Coronavirus: la Svezia rischia l’esclusione dagli accordi di libera circolazione

La Svezia ha scelto di non adottare mai misure di lockdown nonostante la pandemia. Ora la situazione dei contagi è preoccupante e gli altri Paesi scandinavi sono restii ad aprire i confini. [EPA-EFE/ANDERS WIKLUND SWEDEN OUT]

Con l’arrivo dell’estate, in tutto il mondo i Paesi stanno preparando piani per la riapertura dei confini nonostante la persistenza della pandemia di Covid-19. In alcuni casi si tratta di cosiddette ‘bolle’ di viaggio, che consentono la circolazione tra stati limitrofi. In Scandinavia, però, non tutti sembrano disposti a includere la Svezia tra le eccezioni al divieto di spostamento a causa della diffusione ancora grave del virus.

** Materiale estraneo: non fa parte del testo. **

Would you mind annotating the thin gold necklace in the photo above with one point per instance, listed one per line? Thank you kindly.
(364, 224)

Danimarca e Norvegia stanno preparando la riapertura delle frontiere, ma entrambi gli stati sembrano intenzionati a lasciare fuori i viaggiatori provenienti dalla vicina Svezia. I due Paesi stanno allentando le misure restrittive, con la riapertura di scuole, negozi e ristoranti. Tuttavia, l’isolamento che a Stoccolma non è avvenuto ha consentito loro di limitare la diffusione iniziale del virus.

“La nostra speranza di riuscire a controllare eventuali nuove ondate di contagi grazie ai test, al monitoraggio dei contatti e all’isolamento. Questa è la speranza fino a quando non avremo una cura o un vaccino”, ha detto l’epidemiologo di stato norvegese Frode Forland a The Local Norway.

Forland si è detto preoccupato dell’elevata diffusione dell’infezione in Svezia, che condiziona la decisione su quando e come riaprire il confine.

Simile è la posizione della Finlandia, il cui ministro degli Interni Maria Ohisalo ha dichiarato che un accordo per consentire i viaggi tra i paesi scandinavi potrebbe risultare difficile. ” Norvegia, Danimarca e Islanda sono riuscite a stabilizzare la situazione. In Svezia la situazione è più preoccupante”, ha detto, suggerendo anche che la Finlandia potrebbe mettere in atto politiche diverse per i suoi confini con l’Estonia e la Svezia a seconda delle situazioni di ciascun Paese.

Mika Salminen, direttore del Dipartimento per la sicurezza sanitaria della Finlandia, ha detto che i turisti provenienti dalla Danimarca e dalla Norvegia potrebbero essere meno a rischio di quelli svedesi. La Svezia ha avuto un numero di morti per il coronavirus significativamente più alto rispetto ai suoi vicini, avendo riportato più morti per il virus rispetto a tutti gli altri paesi nordici combinati.

Secondo Anders Tegnell, a capo dell’Agenzia di sanità pubblica svedese, il fatto nel paese ci siano più contagi potrebbe in realtà rendere i cittadini più sicuri. L’idea si basa sulla convinzione che contrarre il coronavirus garantisca la successiva immunità, cosa che l’Organizzazione Mondiale della Sanità ha avvertito non essere certa.

Diversi studi hanno infatti suggerito chi è stato infettato abbia alcuni anticorpi che secondo l’OMS probabilmente “fornirebbero un certo livello di protezione”, ma non ci sono ancora prove che dimostrino l’immunità completa.

Tegnell ha anche sostenuto che i visitatori stranieri non sono stati i principali responsabili del contagio nei paesi nordici, quanto piuttosto i locali che hanno viaggiato all’estero e hanno riportato l’infezione.

Ma oltre a un livello di infezione più elevato, la Svezia ha anche un livello di test e di rintracciabilità inferiore rispetto ai suoi vicini. Le persone con sintomi lievi non possono attualmente essere sottoposte a test a meno che non rientrino in alcune categorie ad alta priorità, come gli operatori sanitari o assistenziali, e non esiste un’applicazione ufficiale di tracciamento dei contatti come quella utilizzata in Norvegia.

Ciò significa che anche se una percentuale più elevata di residenti svedesi fosse immune al virus entro l’estate, potrebbe essere difficile identificare chi ha sviluppato l’immunità e chi no, a meno che il tracciamento dei contatti e i test non siano significativamente potenziati.